I’m Discussing Seanan McGuire’s Wayward Children Series Over On Dream Foundry!

So Dream Foundry is a bunch of good folks who want to nurture all the people who are writing, or drawing, or videoing science fiction. They’ve got a Kickstarter to help get them up and running, if you care to donate –

But the important thing is that we’re discussing the themes and craft involved in Seanan McGuire’s excellent Wayward Children series over there. Every week I’m posting a few questions and discussing the answers, and frankly, we could use some more people to join in on the discussion. So if you love the Wayward Children series – and why wouldn’t you? it’s awesome! – then head over and check it out.

When Your Default Advice Could Accidentally Destroy Someone.

What is a sane default behavior?
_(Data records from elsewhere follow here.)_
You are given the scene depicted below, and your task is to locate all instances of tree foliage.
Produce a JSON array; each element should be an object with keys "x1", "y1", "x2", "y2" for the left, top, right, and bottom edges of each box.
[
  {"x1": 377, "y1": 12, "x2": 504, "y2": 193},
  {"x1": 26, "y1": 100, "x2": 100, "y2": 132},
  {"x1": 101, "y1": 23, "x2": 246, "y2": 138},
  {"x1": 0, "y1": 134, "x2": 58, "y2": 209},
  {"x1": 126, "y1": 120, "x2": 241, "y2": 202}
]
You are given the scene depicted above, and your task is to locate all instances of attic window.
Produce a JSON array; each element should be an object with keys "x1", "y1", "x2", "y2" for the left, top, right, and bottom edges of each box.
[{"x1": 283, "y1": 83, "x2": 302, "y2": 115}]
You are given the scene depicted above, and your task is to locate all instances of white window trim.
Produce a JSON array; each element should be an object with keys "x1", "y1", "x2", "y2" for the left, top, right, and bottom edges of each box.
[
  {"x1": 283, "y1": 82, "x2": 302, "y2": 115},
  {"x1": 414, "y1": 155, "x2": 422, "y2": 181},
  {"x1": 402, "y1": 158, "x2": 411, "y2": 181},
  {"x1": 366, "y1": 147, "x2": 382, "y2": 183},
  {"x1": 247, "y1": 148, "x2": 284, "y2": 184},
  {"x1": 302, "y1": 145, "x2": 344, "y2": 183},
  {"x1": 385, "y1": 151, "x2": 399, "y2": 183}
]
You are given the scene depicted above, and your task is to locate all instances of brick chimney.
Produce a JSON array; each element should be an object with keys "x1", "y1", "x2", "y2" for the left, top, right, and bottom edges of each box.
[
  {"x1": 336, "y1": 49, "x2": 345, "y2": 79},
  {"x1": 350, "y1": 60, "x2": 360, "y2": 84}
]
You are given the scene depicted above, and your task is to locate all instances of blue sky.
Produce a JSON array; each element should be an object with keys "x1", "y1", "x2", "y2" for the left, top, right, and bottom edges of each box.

Which is to say, “What do you do when you don’t know someone that well?”

That question is, when you look at it, about 90% of all advice that’s ever given – “Here’s what you do when you don’t know for sure.” Want to ask someone on a date? Well, here’s what most normal people respond to positively. Need to ask for a raise? Here’s how you can get most bosses to hear you. Want to avoid getting ripped off by a mechanic? These are signs for when you have no idea whether your mechanic is good or not.

The goal is a decent baseline – you know this won’t work in every situation, just most of them.

The problem comes when someone’s misread the baseline. In which case the advice turns sour.

For example, women get treated differently in the workplace. If they’re aggressive, they’re more likely to be seen as bitchy or shrewish, and get treated negatively as a result. Which is not to say advice like “Be aggressive in asking for raises” is bad advice, but it is advice that’s aimed at a specific audience – and it can backfire quickly if you assume that women are basically interchangeable with men.

So you have to be careful. There’s a lot of advice that cloaks itself as “This works most of the time,” and in truth the approach works only in a specific environment. You’ll see dating advice like “People only want sculpted bodies, so lose weight and work out before dragging your flabby bod before anyone else!” – and that’s probably true for the circles these people move in, but there’s plenty of places where you don’t have to be model-quality to get a smooch or two.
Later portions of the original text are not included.